As global warming continues, there is growing danger of "tipping points," where much more dramatic shifts to an unrecognizable planet become not only likely, but if greenhouse gases are not quickly and dramatically cut, inevitable. If "business as usual" continues, the planet will experience tremendous changes, such as the melting off of glaciers that provide fresh water for tens of millions making an already dire situation (where a billion people on earth don't have access to clean water) much, much worse. Even the potential breakdown of human societies causing much greater suffering and chaos than already exists could happen because of warming and other environmental destruction. These things and more are very possible and indeed likely if dramatic cuts in greenhouse gases are not made, and relatively quickly. These gases need to be cut by 80% by the year 2050, and by 25% to 40% by 2020 worldwide, in order to prevent the worst of global warming. Some warming is already inevitable and "built into the system" because the gases already in the air will continue to cause warming for a long time even if the amount put into the air is cut now.

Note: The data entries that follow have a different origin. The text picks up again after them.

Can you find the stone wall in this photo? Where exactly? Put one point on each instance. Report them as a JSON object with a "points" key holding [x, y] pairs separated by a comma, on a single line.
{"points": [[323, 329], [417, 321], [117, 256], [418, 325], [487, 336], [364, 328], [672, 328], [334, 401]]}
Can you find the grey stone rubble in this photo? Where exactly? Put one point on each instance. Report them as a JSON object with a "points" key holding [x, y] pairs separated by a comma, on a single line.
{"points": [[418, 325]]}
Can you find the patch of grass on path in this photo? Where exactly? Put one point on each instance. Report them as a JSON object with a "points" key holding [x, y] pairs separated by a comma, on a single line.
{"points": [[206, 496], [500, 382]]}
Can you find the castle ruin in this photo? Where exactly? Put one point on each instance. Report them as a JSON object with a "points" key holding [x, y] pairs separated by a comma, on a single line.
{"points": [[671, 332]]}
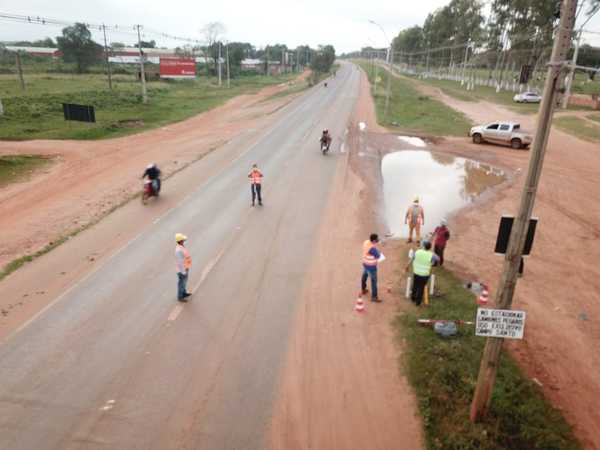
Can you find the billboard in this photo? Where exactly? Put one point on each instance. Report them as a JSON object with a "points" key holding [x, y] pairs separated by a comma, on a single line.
{"points": [[177, 68]]}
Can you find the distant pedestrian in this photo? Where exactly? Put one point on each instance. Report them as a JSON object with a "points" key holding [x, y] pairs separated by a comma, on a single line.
{"points": [[371, 256], [441, 235], [422, 261], [255, 176], [415, 217], [183, 262]]}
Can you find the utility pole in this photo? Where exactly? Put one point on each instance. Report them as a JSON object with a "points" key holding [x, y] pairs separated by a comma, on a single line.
{"points": [[106, 58], [142, 74], [491, 353], [220, 80], [462, 81], [20, 70], [567, 94], [389, 82], [227, 53]]}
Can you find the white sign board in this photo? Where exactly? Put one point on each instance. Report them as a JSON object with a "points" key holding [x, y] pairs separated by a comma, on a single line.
{"points": [[504, 323]]}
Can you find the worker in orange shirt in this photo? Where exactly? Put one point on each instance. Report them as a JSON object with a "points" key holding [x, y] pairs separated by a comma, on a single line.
{"points": [[255, 176], [415, 217], [183, 263]]}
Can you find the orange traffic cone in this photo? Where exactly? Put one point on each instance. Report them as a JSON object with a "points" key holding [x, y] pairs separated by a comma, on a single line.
{"points": [[359, 307], [483, 297]]}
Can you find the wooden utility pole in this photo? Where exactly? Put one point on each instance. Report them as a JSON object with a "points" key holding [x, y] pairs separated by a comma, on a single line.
{"points": [[20, 70], [142, 74], [491, 353], [108, 71], [389, 82]]}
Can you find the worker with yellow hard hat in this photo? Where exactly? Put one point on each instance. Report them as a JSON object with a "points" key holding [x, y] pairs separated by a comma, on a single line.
{"points": [[415, 217], [183, 263]]}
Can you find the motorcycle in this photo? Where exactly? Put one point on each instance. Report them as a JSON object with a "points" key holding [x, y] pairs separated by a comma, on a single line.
{"points": [[150, 189]]}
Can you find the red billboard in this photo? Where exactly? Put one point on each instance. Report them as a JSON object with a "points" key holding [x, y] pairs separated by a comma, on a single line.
{"points": [[177, 67]]}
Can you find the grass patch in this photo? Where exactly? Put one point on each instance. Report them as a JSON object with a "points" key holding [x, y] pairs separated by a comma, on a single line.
{"points": [[17, 167], [411, 111], [579, 128], [36, 113], [443, 373]]}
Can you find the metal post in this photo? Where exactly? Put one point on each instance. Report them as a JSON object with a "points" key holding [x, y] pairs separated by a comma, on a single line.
{"points": [[108, 71], [565, 102], [227, 56], [491, 354], [219, 65], [143, 74], [20, 70]]}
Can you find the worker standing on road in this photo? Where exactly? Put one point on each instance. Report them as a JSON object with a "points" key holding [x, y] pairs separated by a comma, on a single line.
{"points": [[422, 261], [415, 217], [371, 256], [441, 235], [255, 176], [183, 262]]}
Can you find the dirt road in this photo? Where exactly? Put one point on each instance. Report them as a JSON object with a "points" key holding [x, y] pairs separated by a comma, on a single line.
{"points": [[560, 289]]}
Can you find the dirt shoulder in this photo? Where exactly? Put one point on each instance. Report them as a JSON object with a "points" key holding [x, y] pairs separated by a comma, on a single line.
{"points": [[90, 178], [560, 289], [341, 387]]}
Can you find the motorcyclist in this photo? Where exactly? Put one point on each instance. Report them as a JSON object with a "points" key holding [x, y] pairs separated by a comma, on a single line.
{"points": [[153, 173], [326, 138]]}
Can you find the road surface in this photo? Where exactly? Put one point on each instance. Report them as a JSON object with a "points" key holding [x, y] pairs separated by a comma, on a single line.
{"points": [[116, 362]]}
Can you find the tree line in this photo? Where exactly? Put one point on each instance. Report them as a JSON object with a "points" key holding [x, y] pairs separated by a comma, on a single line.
{"points": [[78, 47]]}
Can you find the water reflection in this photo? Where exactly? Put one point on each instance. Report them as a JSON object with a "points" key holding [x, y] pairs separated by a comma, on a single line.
{"points": [[442, 182]]}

The technology and know-how exist to make the dramatic and radical changes that are required to reverse all this. The kind of changes needed to address this problem would mean tremendous dislocation of the capitalist-imperialist system. It would require undermining the nature and workings of a capitalist-imperialist system that treats nature as just one more resource to be exploited and poured into production for profit. And the never-ending competition dictated by "expand or die" puts one fundamental goal above all else: the maximization of profit. This is why this system will not and cannot do what is really needed to address the problem of global warming.
To save the planet we need revolution—to bring into being socialist societies aimed at a communist world, where billions of people all over the world, with their vast knowledge and potential creativity, can be mobilized, led and unleashed to build a society that truly safeguards humanity and the very life of the planet itself.